HOOD Q1 2026: Crypto Dragged the Number, Everything Else Held
$1.07B revenue, $0.38 EPS — both missed consensus, stock down 8%. Here’s where the thesis stands after the print.
The Numbers
Robinhood reported Q1 2026 after the close on April 28. Revenue came in at $1.07B (+15% YoY) — a solid year-over-year gain, but a ~$100M miss versus the $1.17B consensus. EPS of $0.38 (+3% YoY) missed the $0.41 estimate. Net income was $346M.
| Metric | Actual | Estimate | YoY |
|---|---|---|---|
| Total Revenue | $1.07B | $1.17B | +15% |
| Diluted EPS | $0.38 | $0.41 | +3% |
| Net Income | $346M | — | +3% |
| Platform Assets | $307B | — | +39% |
| Net Deposits (annualized) | $17.7B / 22% | — | strong |
| Gold Subscribers | 4.3M | — | +36% |
| Funded Customers | 27.4M | — | +6% (+1.7M) |
What Actually Missed — and What Didn't
The headline miss is 100% a crypto story. Crypto transaction revenue came in at $134M (−47% YoY), with notional crypto trading volumes down 48% YoY to $24B. That's one line item pulling down the entire report. Strip it out and the business looks materially different.
What was strong:
- Event contracts (prediction markets): $147M (+320% YoY) — 8.8 billion contracts traded, a record.
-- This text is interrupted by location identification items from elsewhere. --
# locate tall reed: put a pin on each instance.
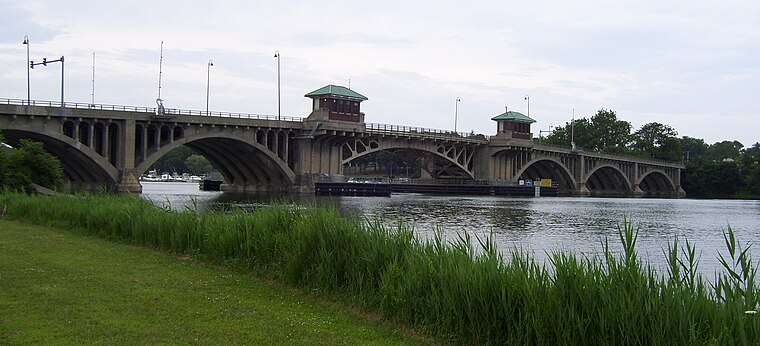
(446, 288)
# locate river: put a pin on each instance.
(537, 225)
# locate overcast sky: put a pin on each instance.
(693, 65)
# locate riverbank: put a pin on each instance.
(57, 287)
(444, 288)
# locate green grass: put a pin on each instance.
(446, 289)
(61, 288)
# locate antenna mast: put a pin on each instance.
(93, 78)
(160, 63)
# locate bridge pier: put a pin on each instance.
(129, 182)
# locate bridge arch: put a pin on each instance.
(83, 167)
(608, 180)
(439, 160)
(656, 182)
(548, 168)
(243, 163)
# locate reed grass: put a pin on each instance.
(445, 288)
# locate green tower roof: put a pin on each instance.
(337, 91)
(514, 116)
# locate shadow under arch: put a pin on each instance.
(243, 163)
(656, 183)
(436, 164)
(83, 168)
(549, 168)
(608, 180)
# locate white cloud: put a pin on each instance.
(680, 63)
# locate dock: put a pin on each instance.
(385, 189)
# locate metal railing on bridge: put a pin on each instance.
(151, 110)
(426, 133)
This is a brand new revenue line that barely existed a year ago and is now bigger than crypto.
- Options contracts: 586M (+17% YoY) — double-digit growth on a volatile tape. The Q1 tariff-driven vol spike helped here.
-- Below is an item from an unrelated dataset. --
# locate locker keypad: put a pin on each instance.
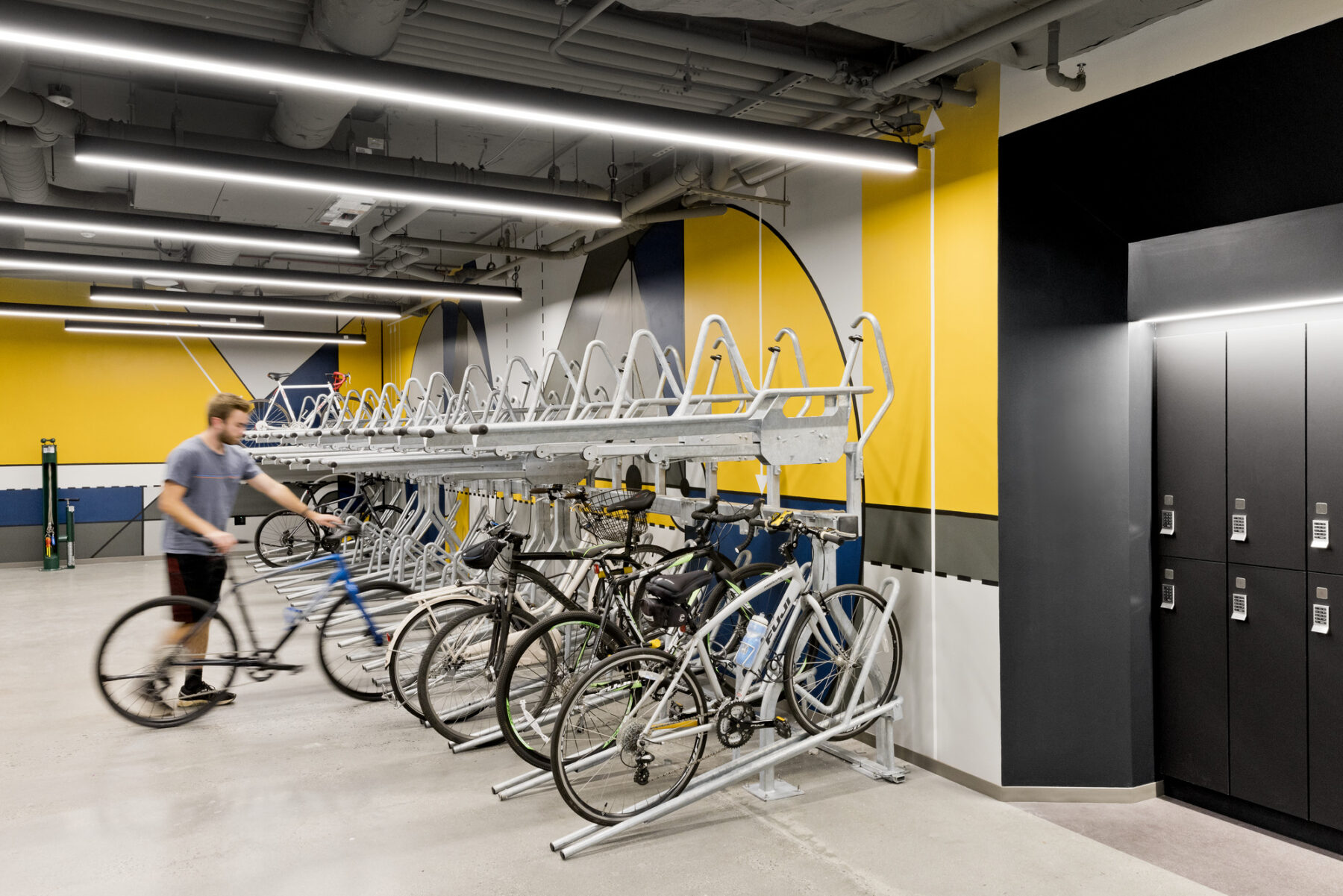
(1319, 533)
- Equities: double-digit growth YoY — not broken out but called out explicitly on the call.
- Bitstamp (institutional crypto): now generating roughly 60% of aggregate crypto transaction volume. The retail crypto slowdown is partially offset by the institutional build.
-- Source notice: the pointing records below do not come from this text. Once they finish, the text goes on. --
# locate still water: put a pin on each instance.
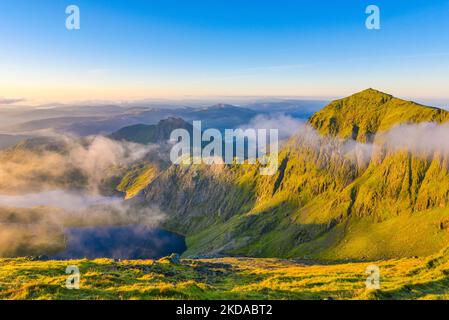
(120, 242)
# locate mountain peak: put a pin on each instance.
(361, 115)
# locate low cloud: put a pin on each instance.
(10, 101)
(65, 162)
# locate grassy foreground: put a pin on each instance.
(225, 278)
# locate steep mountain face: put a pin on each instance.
(146, 134)
(341, 191)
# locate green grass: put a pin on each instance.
(225, 278)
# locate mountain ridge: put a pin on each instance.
(319, 204)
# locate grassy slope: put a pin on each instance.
(226, 278)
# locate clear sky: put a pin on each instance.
(130, 49)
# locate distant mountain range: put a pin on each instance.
(341, 191)
(86, 120)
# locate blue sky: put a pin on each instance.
(130, 49)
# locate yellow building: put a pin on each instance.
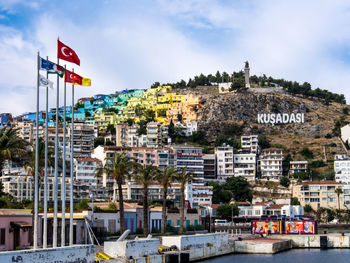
(164, 102)
(102, 120)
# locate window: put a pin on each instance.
(2, 236)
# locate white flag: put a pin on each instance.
(44, 82)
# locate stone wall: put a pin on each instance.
(201, 240)
(131, 248)
(72, 254)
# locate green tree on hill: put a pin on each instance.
(306, 153)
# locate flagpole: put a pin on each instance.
(71, 174)
(46, 165)
(63, 184)
(54, 243)
(36, 181)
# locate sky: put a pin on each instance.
(132, 44)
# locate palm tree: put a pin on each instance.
(183, 178)
(29, 164)
(338, 191)
(145, 175)
(119, 168)
(165, 178)
(11, 146)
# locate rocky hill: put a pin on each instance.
(218, 111)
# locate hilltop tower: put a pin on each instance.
(246, 74)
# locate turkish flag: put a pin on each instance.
(66, 53)
(72, 77)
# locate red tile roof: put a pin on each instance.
(261, 203)
(215, 206)
(87, 159)
(273, 149)
(275, 206)
(320, 182)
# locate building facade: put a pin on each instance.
(319, 194)
(245, 165)
(224, 160)
(250, 143)
(271, 163)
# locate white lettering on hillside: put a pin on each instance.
(280, 118)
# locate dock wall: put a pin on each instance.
(72, 254)
(317, 241)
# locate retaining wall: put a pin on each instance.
(72, 254)
(132, 248)
(200, 240)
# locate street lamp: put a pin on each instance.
(92, 215)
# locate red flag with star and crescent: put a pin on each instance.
(73, 78)
(66, 53)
The platform metrics — assets, deposits, Gold subscribers — are all accelerating or holding. The revenue miss is real but narrow in origin. This is not a demand problem; it is a crypto-cycle problem.
The OpEx Guide — A Yellow Flag Worth Watching
Robinhood raised full-year 2026 adjusted OpEx guidance to $2.7B–$2.825B, up ~$100M from the prior range of $2.6B–$2.725B. The reason: an incremental $100M investment to build the UI for Trump Accounts — a new savings/investment product tied to a federal initiative.
This is a cost increase without a corresponding revenue commitment. It's not alarming — $100M on a $307B AUM platform is rounding error — but it is worth noting. They are spending ahead of a product that doesn't yet have revenue. If Trump Accounts generate meaningful adoption, this is a great investment. If the rollout stalls, it's pure P&L drag.
Where the Thesis Stands
The pre-earnings setup called this clearly: the bull case required crypto revenue stabilizing, the bear case was crypto making the miss worse. Crypto made the miss worse. The SAR level was $77. The stock is trading ~$81 post-earnings — still above the line.
That matters. An 8% gap-down that holds above key support is very different from a gap-down that breaks structure. The market hates the miss, but the stock hasn't confirmed a structural breakdown — yet.
| Level | Price | Significance |
|---|---|---|
| Post-earnings close | ~$81 | 8% gap-down, holding above $80 support |
| Hold zone | $80–82 | EMA cluster / channel floor — must close above this |
| SAR / Invalidation | $77 | Structural break on close + volume — step aside |
| High-conviction LEAP zone | $70–72 | Flush-and-reverse entry for 2027 call LEAP |
| Analyst consensus target | $100–$130 | Truist $100, Mizuho $105, Bernstein $130 (Outperform maintained) |
Setup Evaluation — Post-Print
| Factor | Read |
|---|---|
| Setup | Post-miss reaction hold — structure intact above $80 |
| Risk | Follow-through selling breaks $77; crypto drag persists into Q2 |
| Size | Partial entry at $80–81 if holding tomorrow open; hold reserve for $70–72 flush |
| Invalidation | Daily close below $77 on elevated volume |
| Target | $100 (next 3–6 months if crypto stabilizes); $130 full recovery |
Bottom Line
This miss doesn't change the thesis — it tests it. The platform is growing: $307B in assets, 22% annualized deposit growth, 4.3M Gold subs, event contracts exploding. Crypto is the hole in the bucket, and it's a cycle problem, not a structural one. Bitstamp is already shifting that mix toward institutional.
The actionable question tomorrow: does $80 hold? If it does, this is an accumulation zone for the LEAP setup. If the market keeps selling and $77 breaks cleanly, step aside and wait for $70–72. Don't force the entry — the platform isn't going anywhere, and there's no urgency to catch the exact bottom.
Conviction: Medium-High on the long-term thesis. Execution: wait for price confirmation tomorrow.